Outside the court, the officer in charge of the case, Detective Inspector Bernie Hollewand, said the remark was tasteless.
"I think that shows the kind of man that he is - callous and disregarding of anyone else."
Mr Hollewand said the jury rejected Dixon's wide-eyed look during the seven-week trial as "constructed insanity".
"Anyone who saw him out of the sight of the jury saw that he was a markedly different man, even in court, when the jury was gone.
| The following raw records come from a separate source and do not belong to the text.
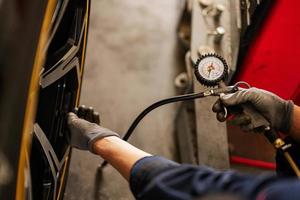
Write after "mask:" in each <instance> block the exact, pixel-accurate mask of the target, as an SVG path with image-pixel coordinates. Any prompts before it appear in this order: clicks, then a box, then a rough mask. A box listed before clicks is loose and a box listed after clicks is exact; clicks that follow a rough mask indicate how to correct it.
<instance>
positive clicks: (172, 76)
mask: <svg viewBox="0 0 300 200" xmlns="http://www.w3.org/2000/svg"><path fill="white" fill-rule="evenodd" d="M182 7H183V2H182V1H180V0H164V1H162V0H151V1H148V0H122V1H119V0H109V1H108V0H94V1H93V2H92V12H91V22H90V32H89V41H88V49H87V58H86V68H85V74H84V81H83V86H82V93H81V104H85V105H89V106H93V107H95V109H96V110H98V111H99V112H100V115H101V123H102V125H103V126H105V127H108V128H110V129H112V130H114V131H116V132H118V133H121V134H123V133H124V132H126V130H127V128H128V127H129V125H130V123H131V122H132V121H133V120H134V118H135V117H136V116H137V115H138V114H139V112H140V111H142V110H143V109H144V108H145V106H148V105H149V104H151V103H153V102H154V101H156V100H159V99H161V98H164V97H169V96H172V95H175V93H176V91H175V88H174V85H173V82H174V78H175V76H176V75H177V74H178V72H179V71H180V70H181V69H182V68H183V67H184V66H182V58H181V57H180V56H179V54H178V48H177V38H176V26H177V23H178V20H179V17H180V13H181V10H182ZM175 112H176V105H169V106H166V107H164V108H161V109H159V110H156V111H154V112H153V113H151V114H150V115H149V116H148V117H147V118H146V119H145V120H144V121H143V122H142V123H141V124H140V126H139V127H138V128H137V129H136V131H135V133H134V136H133V137H132V138H131V139H130V142H131V143H132V144H134V145H135V146H137V147H139V148H142V149H144V150H146V151H148V152H150V153H152V154H157V155H162V156H165V157H167V158H170V159H176V153H175V152H176V147H175V143H174V137H173V134H174V133H173V128H174V117H175ZM101 161H102V160H101V159H100V158H99V157H97V156H95V155H92V154H91V153H88V152H83V151H78V150H73V155H72V160H71V168H70V172H69V178H68V184H67V188H66V192H65V199H67V200H75V199H76V200H78V199H91V200H93V199H105V200H106V199H118V200H119V199H124V200H125V199H133V196H132V195H131V193H130V190H129V186H128V184H127V182H126V181H125V180H124V179H123V178H122V177H121V176H120V175H119V174H118V173H117V172H116V171H115V170H114V169H113V168H112V167H111V166H108V167H106V168H105V170H104V171H103V176H102V177H100V178H99V179H97V178H96V177H97V167H98V165H99V163H101Z"/></svg>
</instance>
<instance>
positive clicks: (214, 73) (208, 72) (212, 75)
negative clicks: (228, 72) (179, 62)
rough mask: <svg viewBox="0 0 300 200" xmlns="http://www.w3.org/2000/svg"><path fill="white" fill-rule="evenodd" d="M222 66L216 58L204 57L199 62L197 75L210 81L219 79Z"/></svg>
mask: <svg viewBox="0 0 300 200" xmlns="http://www.w3.org/2000/svg"><path fill="white" fill-rule="evenodd" d="M224 69H225V68H224V64H223V62H222V61H221V60H220V59H219V58H217V57H213V56H211V57H206V58H204V59H203V60H201V61H200V62H199V65H198V71H199V74H200V75H201V76H202V77H203V78H205V79H207V80H210V81H213V80H217V79H219V78H220V77H221V76H222V75H223V73H224Z"/></svg>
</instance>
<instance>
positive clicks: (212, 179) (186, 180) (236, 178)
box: [130, 156, 300, 200]
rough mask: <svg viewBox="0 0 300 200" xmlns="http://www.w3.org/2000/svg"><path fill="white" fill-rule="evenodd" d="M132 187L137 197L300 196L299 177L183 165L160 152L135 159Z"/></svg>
mask: <svg viewBox="0 0 300 200" xmlns="http://www.w3.org/2000/svg"><path fill="white" fill-rule="evenodd" d="M130 188H131V190H132V192H133V194H134V196H135V197H136V198H137V199H144V200H148V199H149V200H150V199H151V200H153V199H166V200H167V199H175V200H177V199H178V200H185V199H199V197H203V196H207V195H218V194H219V195H222V196H223V195H229V196H235V197H238V198H240V199H259V200H263V199H267V200H269V199H270V200H271V199H272V200H283V199H289V200H294V199H295V200H296V199H297V200H299V199H300V182H299V181H298V180H296V179H278V178H277V177H275V176H274V175H260V176H256V177H255V176H251V175H244V174H239V173H236V172H234V171H224V172H221V171H216V170H213V169H211V168H208V167H205V166H193V165H188V164H181V165H180V164H178V163H175V162H173V161H170V160H167V159H165V158H162V157H157V156H150V157H146V158H143V159H141V160H139V161H138V162H136V163H135V165H134V166H133V168H132V170H131V176H130ZM287 193H288V194H287ZM287 197H289V198H287Z"/></svg>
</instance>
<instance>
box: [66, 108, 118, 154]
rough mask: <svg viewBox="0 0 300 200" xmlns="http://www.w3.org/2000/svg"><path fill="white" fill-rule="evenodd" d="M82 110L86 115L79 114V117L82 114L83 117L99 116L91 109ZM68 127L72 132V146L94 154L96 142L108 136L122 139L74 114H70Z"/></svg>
mask: <svg viewBox="0 0 300 200" xmlns="http://www.w3.org/2000/svg"><path fill="white" fill-rule="evenodd" d="M80 110H81V111H82V110H84V114H82V113H81V114H80V113H79V112H78V115H79V114H80V115H81V116H93V115H94V116H95V115H97V114H95V113H94V111H93V109H91V108H88V109H85V108H84V109H82V107H80V108H79V111H80ZM93 113H94V114H93ZM94 119H95V117H94ZM96 120H97V119H96ZM68 127H69V130H70V145H71V146H72V147H76V148H78V149H81V150H89V151H91V152H92V153H94V151H93V145H94V143H95V142H96V141H98V140H100V139H102V138H105V137H108V136H117V137H120V136H119V135H118V134H117V133H115V132H113V131H111V130H109V129H107V128H103V127H101V126H99V125H98V124H96V123H91V122H89V121H86V120H84V119H80V118H78V116H77V115H76V114H75V113H72V112H71V113H69V114H68Z"/></svg>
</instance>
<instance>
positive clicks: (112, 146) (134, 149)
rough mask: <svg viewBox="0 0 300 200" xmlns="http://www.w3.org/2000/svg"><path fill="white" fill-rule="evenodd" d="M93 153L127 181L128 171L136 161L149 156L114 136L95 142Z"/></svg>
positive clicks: (102, 139) (138, 149)
mask: <svg viewBox="0 0 300 200" xmlns="http://www.w3.org/2000/svg"><path fill="white" fill-rule="evenodd" d="M94 152H95V153H97V154H98V155H99V156H101V157H102V158H104V159H105V160H106V161H107V162H108V163H110V164H111V165H112V166H113V167H114V168H115V169H116V170H118V171H119V172H120V174H122V176H123V177H124V178H125V179H126V180H129V176H130V170H131V168H132V167H133V165H134V164H135V163H136V161H138V160H139V159H141V158H144V157H146V156H151V154H149V153H146V152H144V151H142V150H140V149H138V148H136V147H134V146H132V145H131V144H129V143H127V142H125V141H123V140H122V139H120V138H118V137H114V136H112V137H106V138H103V139H101V140H98V141H97V142H95V144H94Z"/></svg>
It clearly was a constructed situation."
Mr Hollewand said the case showed that P was just another intoxicant and users would be held accountable for their actions.
Simon Moore, the Crown solicitor for Auckland, said that the case was very important in relation to P.
"It is probably the first major trial where P has been involved and a judge has said that the consumption of P on its own, even if it might induce a psychosis, is not enough to amount to insanity for the purposes of our Crimes Act."
Mr Moore said that P "loomed very large" over the trial.
"It is a very frightening drug but what we saw in terms of the symptoms that this man exhibited - of the paranoia and violence - those sort of things are all consistent with P and certainly this jury concluded that they weren't consistent with insanity."
He never believed that insanity as a defence would work.
"It is one thing to say that someone's behaviour is crazy, irrational and paranoid, but it is a whole different thing to say that it is insane for the purposes of the law and this jury obviously accepted that."
Like Mr Hollewand, Mr Moore dismissed Dixon's courtroom antics as "playing it up to the jury".
"When you tie them into a general picture of malingering and a general picture of feigning symptoms, then you can assess them against that kind of background," he said.
The jury had evidence to justify finding Dixon not guilty of attempting to murder Ms Gunbie and Ms Butler. The attack stopped after the sword broke, and the jury may well have decided that Dixon did not intend to kill the women.
Dixon's lawyer, Barry Hart, said there would be an appeal.